Apache Storm vs Hadoop
Basically Hadoop and Storm frameworks are used for analyzing big data. Both of them complement each other and differ in some aspects. Apache Storm does all the operations except persistency, while Hadoop is good at everything but lags in real-time computation. The following table compares the attributes of Storm and Hadoop.
|Real-time stream processing||Batch processing|
|Master/Slave architecture with ZooKeeper based coordination. The master node is called as nimbus and slaves are supervisors.||Master-slave architecture with/without ZooKeeper based coordination. Master node is job tracker and slave node is task tracker.|
|A Storm streaming process can access tens of thousands messages per second on cluster.||Hadoop Distributed File System (HDFS) uses MapReduce framework to process vast amount of data that takes minutes or hours.|
|Storm topology runs until shutdown by the user or an unexpected unrecoverable failure.||MapReduce jobs are executed in a sequential order and completed eventually.|
|Both are distributed and fault-tolerant|
|If nimbus / supervisor dies, restarting makes it continue from where it stopped, hence nothing gets affected.||If the JobTracker dies, all the running jobs are lost.|
Use-Cases of Apache Storm
Apache Storm is very famous for real-time big data stream processing. For this reason, most of the companies are using Storm as an integral part of their system. Some notable examples are as follows −
Twitter − Twitter is using Apache Storm for its range of “Publisher Analytics products”. “Publisher Analytics Products” process each and every tweets and clicks in the Twitter Platform. Apache Storm is deeply integrated with Twitter infrastructure.

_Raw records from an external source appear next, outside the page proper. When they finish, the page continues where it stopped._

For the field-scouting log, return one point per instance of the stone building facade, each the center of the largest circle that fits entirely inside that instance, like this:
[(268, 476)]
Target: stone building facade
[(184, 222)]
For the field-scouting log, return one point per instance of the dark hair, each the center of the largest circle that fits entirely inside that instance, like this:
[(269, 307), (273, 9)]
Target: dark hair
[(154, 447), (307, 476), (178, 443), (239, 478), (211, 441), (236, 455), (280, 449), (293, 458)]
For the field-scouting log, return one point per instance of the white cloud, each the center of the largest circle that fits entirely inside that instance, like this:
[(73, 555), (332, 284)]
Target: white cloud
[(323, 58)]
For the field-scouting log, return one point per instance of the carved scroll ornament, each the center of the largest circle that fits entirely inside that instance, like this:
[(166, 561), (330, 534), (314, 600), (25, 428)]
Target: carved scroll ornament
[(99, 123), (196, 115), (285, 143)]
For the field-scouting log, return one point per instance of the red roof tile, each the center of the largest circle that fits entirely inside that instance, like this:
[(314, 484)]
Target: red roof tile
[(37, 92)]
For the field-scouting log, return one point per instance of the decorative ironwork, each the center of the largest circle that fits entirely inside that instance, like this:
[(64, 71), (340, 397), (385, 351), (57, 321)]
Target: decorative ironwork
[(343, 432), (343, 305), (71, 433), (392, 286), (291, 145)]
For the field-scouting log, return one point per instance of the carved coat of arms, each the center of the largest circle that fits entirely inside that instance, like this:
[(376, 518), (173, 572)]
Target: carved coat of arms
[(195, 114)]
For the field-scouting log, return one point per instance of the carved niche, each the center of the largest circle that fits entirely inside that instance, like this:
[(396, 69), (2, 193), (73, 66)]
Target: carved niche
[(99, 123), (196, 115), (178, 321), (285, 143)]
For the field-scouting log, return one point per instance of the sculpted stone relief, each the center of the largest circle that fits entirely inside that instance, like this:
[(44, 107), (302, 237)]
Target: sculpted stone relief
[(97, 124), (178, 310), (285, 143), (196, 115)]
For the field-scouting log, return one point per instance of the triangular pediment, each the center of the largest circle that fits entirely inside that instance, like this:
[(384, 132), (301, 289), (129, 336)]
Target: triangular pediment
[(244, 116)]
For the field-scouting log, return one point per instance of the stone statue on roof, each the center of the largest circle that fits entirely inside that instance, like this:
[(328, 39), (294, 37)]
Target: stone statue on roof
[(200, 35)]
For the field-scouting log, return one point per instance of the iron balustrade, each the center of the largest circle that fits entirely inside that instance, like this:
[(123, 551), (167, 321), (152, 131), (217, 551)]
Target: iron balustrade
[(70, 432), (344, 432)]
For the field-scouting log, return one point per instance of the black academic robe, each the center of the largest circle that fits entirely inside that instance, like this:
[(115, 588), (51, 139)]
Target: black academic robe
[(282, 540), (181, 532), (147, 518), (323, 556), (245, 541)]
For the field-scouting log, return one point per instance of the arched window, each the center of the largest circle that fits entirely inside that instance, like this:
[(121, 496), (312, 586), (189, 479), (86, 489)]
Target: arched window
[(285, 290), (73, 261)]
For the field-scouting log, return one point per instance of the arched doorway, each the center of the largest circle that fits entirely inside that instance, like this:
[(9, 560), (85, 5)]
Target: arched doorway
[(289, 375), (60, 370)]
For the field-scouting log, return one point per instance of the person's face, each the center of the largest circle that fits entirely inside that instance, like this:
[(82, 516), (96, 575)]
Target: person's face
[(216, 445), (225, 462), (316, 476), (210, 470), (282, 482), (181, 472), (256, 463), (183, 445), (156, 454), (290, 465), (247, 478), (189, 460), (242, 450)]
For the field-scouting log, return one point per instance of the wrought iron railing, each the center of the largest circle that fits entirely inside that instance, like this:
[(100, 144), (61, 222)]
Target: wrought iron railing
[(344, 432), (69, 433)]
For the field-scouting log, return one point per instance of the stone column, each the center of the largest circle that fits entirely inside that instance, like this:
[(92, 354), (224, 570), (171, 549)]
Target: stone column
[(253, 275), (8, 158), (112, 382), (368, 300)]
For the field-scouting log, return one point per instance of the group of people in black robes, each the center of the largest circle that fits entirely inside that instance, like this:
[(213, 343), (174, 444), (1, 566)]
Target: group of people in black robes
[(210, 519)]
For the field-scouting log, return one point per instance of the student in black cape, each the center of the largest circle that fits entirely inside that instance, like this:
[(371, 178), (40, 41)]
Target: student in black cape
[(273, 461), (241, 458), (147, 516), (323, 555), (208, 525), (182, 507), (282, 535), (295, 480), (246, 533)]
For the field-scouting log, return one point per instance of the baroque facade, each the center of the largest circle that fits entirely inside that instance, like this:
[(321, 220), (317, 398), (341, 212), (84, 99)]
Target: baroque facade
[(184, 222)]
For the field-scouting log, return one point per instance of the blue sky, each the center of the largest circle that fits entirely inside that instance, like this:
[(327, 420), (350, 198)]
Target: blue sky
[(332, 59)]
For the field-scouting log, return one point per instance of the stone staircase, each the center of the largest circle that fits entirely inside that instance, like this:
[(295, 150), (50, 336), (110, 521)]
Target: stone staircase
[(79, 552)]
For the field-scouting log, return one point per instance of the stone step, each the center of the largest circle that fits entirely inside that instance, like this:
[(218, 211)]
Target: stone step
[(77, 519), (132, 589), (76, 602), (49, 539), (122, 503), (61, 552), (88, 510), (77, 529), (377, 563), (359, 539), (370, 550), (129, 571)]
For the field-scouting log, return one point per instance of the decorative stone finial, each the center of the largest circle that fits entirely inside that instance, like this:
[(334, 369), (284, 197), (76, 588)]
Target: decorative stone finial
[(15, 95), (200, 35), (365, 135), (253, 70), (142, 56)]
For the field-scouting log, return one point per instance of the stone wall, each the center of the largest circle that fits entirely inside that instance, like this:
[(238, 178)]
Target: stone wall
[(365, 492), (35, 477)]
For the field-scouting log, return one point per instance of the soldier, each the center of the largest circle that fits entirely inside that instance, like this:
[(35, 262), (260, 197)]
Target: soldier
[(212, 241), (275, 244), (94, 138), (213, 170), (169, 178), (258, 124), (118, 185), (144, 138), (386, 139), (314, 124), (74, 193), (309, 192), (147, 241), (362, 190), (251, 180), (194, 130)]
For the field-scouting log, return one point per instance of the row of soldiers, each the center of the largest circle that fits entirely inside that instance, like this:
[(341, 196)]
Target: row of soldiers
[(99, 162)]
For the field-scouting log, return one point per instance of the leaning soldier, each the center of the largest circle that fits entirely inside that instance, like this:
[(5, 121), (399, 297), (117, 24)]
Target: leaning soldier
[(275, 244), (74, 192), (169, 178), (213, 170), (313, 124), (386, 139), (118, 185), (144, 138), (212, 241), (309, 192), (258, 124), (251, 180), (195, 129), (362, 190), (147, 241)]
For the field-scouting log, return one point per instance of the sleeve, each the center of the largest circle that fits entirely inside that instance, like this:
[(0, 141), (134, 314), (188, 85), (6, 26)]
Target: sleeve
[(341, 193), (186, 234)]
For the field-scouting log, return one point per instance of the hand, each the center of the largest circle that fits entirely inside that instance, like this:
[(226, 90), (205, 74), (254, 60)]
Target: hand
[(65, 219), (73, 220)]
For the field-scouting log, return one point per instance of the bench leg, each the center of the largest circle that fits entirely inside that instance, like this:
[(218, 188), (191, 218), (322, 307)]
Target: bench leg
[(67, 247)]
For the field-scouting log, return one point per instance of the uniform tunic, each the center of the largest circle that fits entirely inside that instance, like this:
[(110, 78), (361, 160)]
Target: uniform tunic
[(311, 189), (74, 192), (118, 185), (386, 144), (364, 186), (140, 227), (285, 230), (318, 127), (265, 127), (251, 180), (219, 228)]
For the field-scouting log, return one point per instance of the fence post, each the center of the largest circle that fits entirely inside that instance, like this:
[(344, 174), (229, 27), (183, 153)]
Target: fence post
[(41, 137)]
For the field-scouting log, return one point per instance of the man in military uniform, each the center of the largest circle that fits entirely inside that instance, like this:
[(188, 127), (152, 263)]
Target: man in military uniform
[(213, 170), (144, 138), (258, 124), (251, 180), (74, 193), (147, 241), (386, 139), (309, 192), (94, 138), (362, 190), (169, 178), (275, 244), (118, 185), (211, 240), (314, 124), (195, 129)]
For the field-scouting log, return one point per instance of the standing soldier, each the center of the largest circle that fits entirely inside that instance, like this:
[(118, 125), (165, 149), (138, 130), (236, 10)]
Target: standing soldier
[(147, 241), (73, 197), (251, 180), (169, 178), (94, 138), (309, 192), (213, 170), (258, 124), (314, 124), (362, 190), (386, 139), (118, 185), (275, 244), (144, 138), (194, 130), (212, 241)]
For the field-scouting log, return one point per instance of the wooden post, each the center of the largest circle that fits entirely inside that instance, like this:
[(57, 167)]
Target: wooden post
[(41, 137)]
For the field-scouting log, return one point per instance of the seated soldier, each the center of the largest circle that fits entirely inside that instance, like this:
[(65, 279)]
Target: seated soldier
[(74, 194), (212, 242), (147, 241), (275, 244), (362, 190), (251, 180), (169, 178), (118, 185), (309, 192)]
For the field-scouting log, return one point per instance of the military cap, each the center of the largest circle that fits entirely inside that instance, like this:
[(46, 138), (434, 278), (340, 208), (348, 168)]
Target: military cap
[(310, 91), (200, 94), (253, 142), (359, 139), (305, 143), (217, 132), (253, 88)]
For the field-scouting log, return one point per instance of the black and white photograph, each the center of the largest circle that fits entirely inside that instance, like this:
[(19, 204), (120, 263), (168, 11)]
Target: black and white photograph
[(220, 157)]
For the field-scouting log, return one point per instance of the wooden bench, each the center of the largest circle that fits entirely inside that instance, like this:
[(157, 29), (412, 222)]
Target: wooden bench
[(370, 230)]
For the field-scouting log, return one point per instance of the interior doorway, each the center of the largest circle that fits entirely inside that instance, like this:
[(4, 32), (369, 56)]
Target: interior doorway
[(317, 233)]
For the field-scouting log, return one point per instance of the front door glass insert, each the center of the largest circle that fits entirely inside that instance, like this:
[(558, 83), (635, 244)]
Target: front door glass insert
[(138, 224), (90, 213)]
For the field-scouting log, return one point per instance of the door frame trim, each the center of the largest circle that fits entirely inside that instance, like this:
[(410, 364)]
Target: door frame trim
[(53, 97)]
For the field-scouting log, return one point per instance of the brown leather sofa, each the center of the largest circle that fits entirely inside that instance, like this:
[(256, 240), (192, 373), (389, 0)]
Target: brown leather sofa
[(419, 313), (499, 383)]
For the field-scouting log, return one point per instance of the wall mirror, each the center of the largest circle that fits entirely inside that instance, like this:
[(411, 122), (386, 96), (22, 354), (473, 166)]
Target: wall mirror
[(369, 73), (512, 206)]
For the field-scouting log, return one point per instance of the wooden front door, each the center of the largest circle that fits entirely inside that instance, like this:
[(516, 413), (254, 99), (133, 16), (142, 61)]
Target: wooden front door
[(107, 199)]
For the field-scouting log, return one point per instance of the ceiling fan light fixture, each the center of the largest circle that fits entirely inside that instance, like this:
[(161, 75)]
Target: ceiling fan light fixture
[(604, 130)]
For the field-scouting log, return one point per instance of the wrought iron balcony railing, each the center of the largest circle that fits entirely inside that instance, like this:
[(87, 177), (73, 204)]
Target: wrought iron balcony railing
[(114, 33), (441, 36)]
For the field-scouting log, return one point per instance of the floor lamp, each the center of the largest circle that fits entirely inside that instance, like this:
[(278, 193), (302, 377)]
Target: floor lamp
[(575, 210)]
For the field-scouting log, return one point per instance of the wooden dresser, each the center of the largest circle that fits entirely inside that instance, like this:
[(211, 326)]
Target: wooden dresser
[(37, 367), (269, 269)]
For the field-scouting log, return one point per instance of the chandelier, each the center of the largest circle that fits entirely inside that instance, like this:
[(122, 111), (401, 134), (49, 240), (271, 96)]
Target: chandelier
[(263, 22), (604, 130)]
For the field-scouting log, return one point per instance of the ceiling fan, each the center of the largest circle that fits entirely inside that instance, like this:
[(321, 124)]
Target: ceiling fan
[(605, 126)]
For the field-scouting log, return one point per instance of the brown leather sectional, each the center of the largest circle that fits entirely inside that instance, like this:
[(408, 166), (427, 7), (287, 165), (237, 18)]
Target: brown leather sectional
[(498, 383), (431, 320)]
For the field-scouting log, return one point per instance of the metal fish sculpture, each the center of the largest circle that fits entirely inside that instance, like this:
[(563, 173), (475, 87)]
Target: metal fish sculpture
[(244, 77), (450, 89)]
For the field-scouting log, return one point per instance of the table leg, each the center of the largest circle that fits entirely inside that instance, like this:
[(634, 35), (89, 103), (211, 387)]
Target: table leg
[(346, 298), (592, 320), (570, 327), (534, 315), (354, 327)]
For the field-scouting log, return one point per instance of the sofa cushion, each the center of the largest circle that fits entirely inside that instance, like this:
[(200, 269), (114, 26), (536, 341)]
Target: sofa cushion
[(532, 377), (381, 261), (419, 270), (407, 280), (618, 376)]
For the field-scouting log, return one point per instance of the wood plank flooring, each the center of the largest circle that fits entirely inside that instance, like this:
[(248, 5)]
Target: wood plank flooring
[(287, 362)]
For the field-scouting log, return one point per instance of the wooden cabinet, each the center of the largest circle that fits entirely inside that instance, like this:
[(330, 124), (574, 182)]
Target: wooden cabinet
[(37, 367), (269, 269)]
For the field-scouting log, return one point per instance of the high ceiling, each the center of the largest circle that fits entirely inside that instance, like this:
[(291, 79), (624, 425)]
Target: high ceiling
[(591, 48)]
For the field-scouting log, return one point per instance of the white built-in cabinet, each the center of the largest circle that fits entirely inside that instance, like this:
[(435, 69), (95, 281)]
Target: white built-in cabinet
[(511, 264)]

NaviSite − NaviSite is using Storm for Event log monitoring/auditing system. Every logs generated in the system will go through the Storm. Storm will check the message against the configured set of regular expression and if there is a match, then that particular message will be saved to the database.
Wego − Wego is a travel metasearch engine located in Singapore. Travel related data comes from many sources all over the world with different timing. Storm helps Wego to search real-time data, resolves concurrency issues and find the best match for the end-user.
Apache Storm Benefits
Here is a list of the benefits that Apache Storm offers −
Storm is open source, robust, and user friendly. It could be utilized in small companies as well as large corporations.
Storm is fault tolerant, flexible, reliable, and supports any programming language.
Allows real-time stream processing.
Storm is unbelievably fast because it has enormous power of processing the data.
Storm can keep up the performance even under increasing load by adding resources linearly. It is highly scalable.
Storm performs data refresh and end-to-end delivery response in seconds or minutes depends upon the problem. It has very low latency.
Storm has operational intelligence.
Storm provides guaranteed data processing even if any of the connected nodes in the cluster die or messages are lost.